Rabbit anti-rat-brain serum immunoglobulins injected into pregnant rats on the ninth, tenth, eleventh or twelfth day of gestation resulted in a fetal resorption rate 15 to 30 times higher than that found in normal untreated pregnant rats. Human serum immunoglobulins obtained from normal postpartum mothers produced a similar percentage of fetal resorption when injected by the same routes into pregnant rats of the same gestational age. In neither of the above experiments were malformations detected among the delivered 20-day fetuses. Injection of human serum immunoglobulins obtained from mothers of children with spina bifida manifesta into pregnant rats along similar routes and periods gave comparable fetal resorption rates. Injection of the above immuno-globulin into the lumen of the uterus adjacent to implantation sites gave a low fetal resorption rate and produced varying degrees of skeletal and soft tissue malformations among the viable survivors.

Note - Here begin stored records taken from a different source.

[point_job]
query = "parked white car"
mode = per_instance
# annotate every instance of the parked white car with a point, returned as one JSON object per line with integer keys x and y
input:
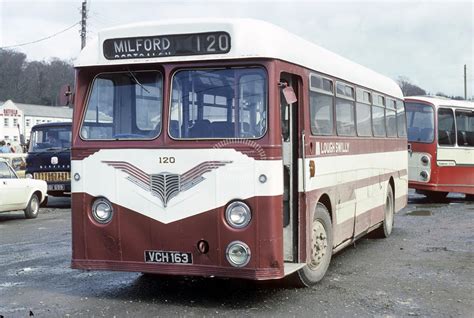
{"x": 20, "y": 194}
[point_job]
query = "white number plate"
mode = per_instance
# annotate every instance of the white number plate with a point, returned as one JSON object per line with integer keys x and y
{"x": 54, "y": 187}
{"x": 168, "y": 257}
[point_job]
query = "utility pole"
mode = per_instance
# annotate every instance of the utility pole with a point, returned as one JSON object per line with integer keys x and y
{"x": 83, "y": 23}
{"x": 465, "y": 82}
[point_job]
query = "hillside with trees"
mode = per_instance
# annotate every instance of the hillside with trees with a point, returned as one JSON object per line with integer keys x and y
{"x": 33, "y": 82}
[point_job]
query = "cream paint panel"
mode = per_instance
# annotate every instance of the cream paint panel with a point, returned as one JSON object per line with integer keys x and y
{"x": 235, "y": 180}
{"x": 461, "y": 156}
{"x": 333, "y": 170}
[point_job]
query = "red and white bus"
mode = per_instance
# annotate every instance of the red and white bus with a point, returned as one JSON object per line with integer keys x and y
{"x": 441, "y": 146}
{"x": 229, "y": 148}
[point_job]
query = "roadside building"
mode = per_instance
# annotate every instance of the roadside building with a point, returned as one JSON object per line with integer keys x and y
{"x": 18, "y": 118}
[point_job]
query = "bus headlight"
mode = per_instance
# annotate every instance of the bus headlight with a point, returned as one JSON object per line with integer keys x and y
{"x": 238, "y": 254}
{"x": 424, "y": 175}
{"x": 425, "y": 160}
{"x": 102, "y": 210}
{"x": 238, "y": 214}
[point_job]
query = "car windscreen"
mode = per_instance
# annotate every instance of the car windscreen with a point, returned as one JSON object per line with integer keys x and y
{"x": 50, "y": 138}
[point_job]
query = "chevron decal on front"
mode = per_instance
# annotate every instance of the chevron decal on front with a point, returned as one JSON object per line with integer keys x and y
{"x": 165, "y": 185}
{"x": 195, "y": 181}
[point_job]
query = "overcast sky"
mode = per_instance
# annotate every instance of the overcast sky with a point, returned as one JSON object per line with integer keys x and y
{"x": 426, "y": 41}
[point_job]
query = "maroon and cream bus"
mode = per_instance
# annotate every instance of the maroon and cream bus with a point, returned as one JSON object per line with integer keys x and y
{"x": 441, "y": 146}
{"x": 229, "y": 148}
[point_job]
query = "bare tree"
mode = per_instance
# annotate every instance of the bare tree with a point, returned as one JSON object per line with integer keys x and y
{"x": 408, "y": 88}
{"x": 36, "y": 82}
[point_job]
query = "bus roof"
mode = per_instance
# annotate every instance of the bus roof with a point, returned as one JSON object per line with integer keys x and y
{"x": 249, "y": 39}
{"x": 440, "y": 101}
{"x": 52, "y": 124}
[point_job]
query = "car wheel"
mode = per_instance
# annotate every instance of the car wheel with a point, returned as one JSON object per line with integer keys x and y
{"x": 321, "y": 247}
{"x": 44, "y": 203}
{"x": 385, "y": 229}
{"x": 32, "y": 209}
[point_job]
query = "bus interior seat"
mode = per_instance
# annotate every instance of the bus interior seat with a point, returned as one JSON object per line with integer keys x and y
{"x": 414, "y": 133}
{"x": 466, "y": 138}
{"x": 222, "y": 129}
{"x": 444, "y": 137}
{"x": 470, "y": 138}
{"x": 426, "y": 134}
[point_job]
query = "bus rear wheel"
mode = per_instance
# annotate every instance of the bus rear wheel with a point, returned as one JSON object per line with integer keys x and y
{"x": 321, "y": 247}
{"x": 386, "y": 228}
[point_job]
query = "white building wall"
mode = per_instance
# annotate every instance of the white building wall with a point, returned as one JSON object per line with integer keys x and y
{"x": 11, "y": 116}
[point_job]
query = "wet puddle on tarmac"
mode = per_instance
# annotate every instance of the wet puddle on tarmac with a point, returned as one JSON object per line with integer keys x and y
{"x": 420, "y": 213}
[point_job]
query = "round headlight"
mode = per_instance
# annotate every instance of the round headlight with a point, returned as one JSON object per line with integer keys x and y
{"x": 102, "y": 210}
{"x": 238, "y": 254}
{"x": 238, "y": 214}
{"x": 424, "y": 175}
{"x": 425, "y": 160}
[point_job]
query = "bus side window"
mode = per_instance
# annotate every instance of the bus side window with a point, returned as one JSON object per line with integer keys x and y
{"x": 465, "y": 127}
{"x": 446, "y": 133}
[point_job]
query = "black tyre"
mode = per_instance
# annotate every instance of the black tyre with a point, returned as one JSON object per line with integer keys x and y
{"x": 44, "y": 203}
{"x": 321, "y": 247}
{"x": 385, "y": 229}
{"x": 31, "y": 211}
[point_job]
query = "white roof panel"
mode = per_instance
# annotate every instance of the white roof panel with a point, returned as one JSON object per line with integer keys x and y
{"x": 249, "y": 39}
{"x": 439, "y": 101}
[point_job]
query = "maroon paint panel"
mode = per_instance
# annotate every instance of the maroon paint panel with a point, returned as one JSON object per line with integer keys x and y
{"x": 444, "y": 179}
{"x": 345, "y": 192}
{"x": 120, "y": 245}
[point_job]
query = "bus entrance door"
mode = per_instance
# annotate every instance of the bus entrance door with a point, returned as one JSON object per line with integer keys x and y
{"x": 289, "y": 133}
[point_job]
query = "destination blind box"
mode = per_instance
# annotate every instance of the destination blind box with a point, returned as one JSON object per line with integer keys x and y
{"x": 167, "y": 45}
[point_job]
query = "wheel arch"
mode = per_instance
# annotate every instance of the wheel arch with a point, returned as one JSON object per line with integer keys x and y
{"x": 325, "y": 199}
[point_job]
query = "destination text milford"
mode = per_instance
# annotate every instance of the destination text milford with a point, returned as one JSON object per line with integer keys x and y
{"x": 155, "y": 46}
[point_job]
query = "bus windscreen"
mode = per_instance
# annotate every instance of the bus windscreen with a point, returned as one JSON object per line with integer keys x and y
{"x": 420, "y": 121}
{"x": 218, "y": 103}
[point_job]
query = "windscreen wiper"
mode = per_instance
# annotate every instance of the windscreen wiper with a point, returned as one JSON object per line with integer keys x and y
{"x": 138, "y": 82}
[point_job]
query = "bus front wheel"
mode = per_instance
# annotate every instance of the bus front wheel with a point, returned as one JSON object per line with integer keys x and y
{"x": 321, "y": 247}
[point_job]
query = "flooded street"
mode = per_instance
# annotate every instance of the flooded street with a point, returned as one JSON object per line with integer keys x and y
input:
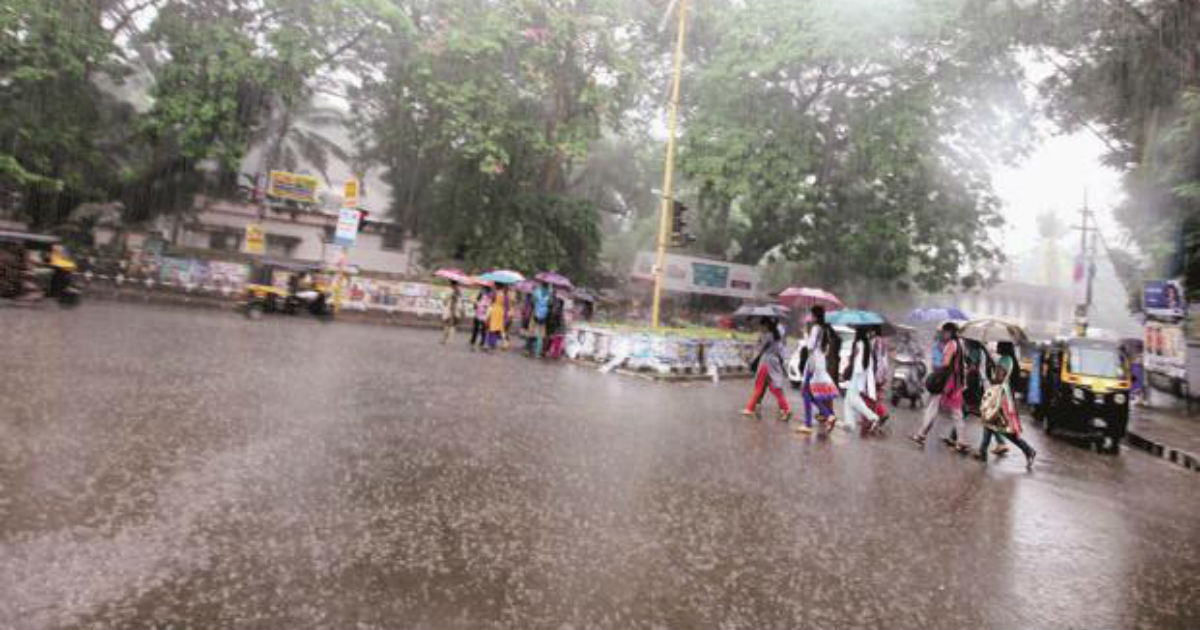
{"x": 180, "y": 468}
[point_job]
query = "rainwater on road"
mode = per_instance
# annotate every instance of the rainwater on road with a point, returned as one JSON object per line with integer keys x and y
{"x": 183, "y": 468}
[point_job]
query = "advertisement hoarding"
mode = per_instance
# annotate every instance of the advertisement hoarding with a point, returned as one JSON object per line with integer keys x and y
{"x": 347, "y": 227}
{"x": 293, "y": 186}
{"x": 687, "y": 274}
{"x": 1164, "y": 299}
{"x": 1165, "y": 349}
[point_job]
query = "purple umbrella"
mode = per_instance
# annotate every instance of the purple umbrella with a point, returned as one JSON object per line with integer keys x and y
{"x": 551, "y": 277}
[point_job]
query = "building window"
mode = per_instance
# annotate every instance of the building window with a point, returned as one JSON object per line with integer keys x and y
{"x": 280, "y": 245}
{"x": 225, "y": 241}
{"x": 393, "y": 238}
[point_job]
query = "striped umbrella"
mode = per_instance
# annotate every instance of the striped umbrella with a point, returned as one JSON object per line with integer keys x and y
{"x": 804, "y": 298}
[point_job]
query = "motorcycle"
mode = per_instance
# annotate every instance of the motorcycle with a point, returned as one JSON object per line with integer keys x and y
{"x": 907, "y": 379}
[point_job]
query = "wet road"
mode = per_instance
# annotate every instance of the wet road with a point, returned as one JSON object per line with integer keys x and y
{"x": 180, "y": 468}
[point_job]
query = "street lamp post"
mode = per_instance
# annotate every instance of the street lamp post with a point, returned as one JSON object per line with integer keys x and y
{"x": 669, "y": 171}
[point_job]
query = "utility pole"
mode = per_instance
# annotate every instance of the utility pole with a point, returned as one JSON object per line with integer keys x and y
{"x": 1086, "y": 263}
{"x": 669, "y": 171}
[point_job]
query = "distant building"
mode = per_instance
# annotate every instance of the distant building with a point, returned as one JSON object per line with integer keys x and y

The only difference which could be discerned between normal postpartum immunoglobulins and those obtained from mothers of spina bifida manifesta children was characterized in the latter by a two-fold increase in the IgG levels and the immunoelectrophoretic reactivity of its immunoglobulins with human spinal cord antigens. The developmental defects observed were: 1. Cranial-thinning and bleb formation of skull bones; widening of the foramen magnum; descent of the obex closer to the foramen magnum. 2. Skeletal-delayed or inhibited calcification of the bodies and spinous processes of the thoracic and lumbar vertebrae; widening of the vertebral canal and central canal of the spinal cord.